Firstly, Holten makes clear that he intends to keep increasing the number of new productions, from five in 2012/13 to six in 2013/14 and seven in 2014/5. Since new productions are expensive things, there are a lot of co-productions with other opera houses and not every production is going to involve lavish expenditure.
But they’ve made an exception for next season’s big rarity: Giuseppe Verdi’s Les Vêpres Siciliennes, performed in its original Parisian version complete with extensive ballet scene. It’s their nod to Giuseppe Verdi’s anniversary (although the October 17th première is a week late for his birthday), it adds a bit of Holten’s Danishness (it’s a co-production with the Royal Danish Opera) and, taken with last season’s Robert le Diable, indicates that someone has a soft spot for French Grand Opéra. Apparently, this is going to be next year’s most expensive production by a country mile, with huge ballet resources from both British and Danish Royal Ballet companies to add to everything else.
The new productions demonstrate a desire to include a variety of directorial styles. Stefan Herheim’s Les Vêpres Siciliennes is going to be distinctly conceptual, a sort of inside-out effort set in the Paris Opéra rather than in Sicily, and we can expect conceptual takes from Stephen Langridge’s new Parsifal and from Holten himself when tackling Don Giovanni, which he describes as “a well known directors’ graveyard” and therefore a directorial task not to be handed to anyone else. I’m guessing that we can expect something far more straightforward from Jonathan Kent’s Manon Lescaut (starring Jonas Kaufmann), and I have no idea whatsoever about what to expect from Patrice Caurier and Moshe Leiser’s Maria Stuarda which, we are told, will blend “historical and contemporary resonances” - although we can expect some world class singing from Joyce DiDonato and Carmen Giannattasio.
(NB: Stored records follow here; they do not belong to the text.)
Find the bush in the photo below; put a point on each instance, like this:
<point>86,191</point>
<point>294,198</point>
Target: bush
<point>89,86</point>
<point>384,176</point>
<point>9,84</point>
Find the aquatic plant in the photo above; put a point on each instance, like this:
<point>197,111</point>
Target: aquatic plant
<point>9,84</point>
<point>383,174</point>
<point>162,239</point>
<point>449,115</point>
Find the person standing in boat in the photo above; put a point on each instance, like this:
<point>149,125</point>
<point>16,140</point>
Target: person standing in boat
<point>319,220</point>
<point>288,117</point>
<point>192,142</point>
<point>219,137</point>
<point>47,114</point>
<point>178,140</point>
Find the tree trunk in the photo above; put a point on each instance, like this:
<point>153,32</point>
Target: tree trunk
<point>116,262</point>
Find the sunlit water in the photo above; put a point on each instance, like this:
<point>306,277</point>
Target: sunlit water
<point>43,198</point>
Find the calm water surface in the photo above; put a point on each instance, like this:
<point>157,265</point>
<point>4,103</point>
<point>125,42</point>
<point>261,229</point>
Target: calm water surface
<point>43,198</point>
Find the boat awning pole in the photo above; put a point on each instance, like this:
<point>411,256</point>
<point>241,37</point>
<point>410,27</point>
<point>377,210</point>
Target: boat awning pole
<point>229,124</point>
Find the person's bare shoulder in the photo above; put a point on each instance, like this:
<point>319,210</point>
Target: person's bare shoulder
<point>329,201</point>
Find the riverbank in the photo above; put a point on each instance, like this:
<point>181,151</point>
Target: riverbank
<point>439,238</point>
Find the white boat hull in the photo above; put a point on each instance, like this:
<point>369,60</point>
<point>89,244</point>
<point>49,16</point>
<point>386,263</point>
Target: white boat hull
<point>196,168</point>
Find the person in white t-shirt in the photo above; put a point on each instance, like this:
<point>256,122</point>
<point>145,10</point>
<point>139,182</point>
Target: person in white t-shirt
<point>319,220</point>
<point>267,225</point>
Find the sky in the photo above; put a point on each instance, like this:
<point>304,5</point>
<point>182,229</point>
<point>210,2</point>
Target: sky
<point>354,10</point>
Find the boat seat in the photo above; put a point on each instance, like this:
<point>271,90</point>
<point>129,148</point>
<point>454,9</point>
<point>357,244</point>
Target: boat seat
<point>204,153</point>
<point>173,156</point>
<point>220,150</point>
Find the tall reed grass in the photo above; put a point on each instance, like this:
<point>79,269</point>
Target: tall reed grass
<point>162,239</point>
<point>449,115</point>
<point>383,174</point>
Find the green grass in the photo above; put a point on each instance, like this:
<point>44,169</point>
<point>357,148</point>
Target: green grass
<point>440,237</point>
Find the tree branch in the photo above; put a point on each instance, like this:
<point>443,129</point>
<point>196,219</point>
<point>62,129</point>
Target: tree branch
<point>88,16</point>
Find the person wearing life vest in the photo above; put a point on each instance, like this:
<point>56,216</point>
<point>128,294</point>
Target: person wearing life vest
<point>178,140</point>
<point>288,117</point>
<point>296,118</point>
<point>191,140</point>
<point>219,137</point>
These four world premières are augmented by two imports of productions already seen elsewhere in Europe: Robert Carsen’s Dialogues des Carmélites from DNO Amsterdam, and Claus Guth’s Die Frau ohne Schatten from La Scala, which is one of three Richard Strauss operas being staged to mark his anniversary in 2014.
The notable absentee is any new work on the main stage. Although Holten and Antonio Pappano trumpeted the success of their new pricing policy in persuading audiences to take a chance on The Minotaur and Written on Skin (they have, we are told, sold 98% of the house), new work for the 2013/14 season is being exiled downstairs to the Linbury Studio. The other total absentee is any baroque or early opera whatsoever, with Le nozze di Figaro and Don Giovanni the only pre-1800 works performed.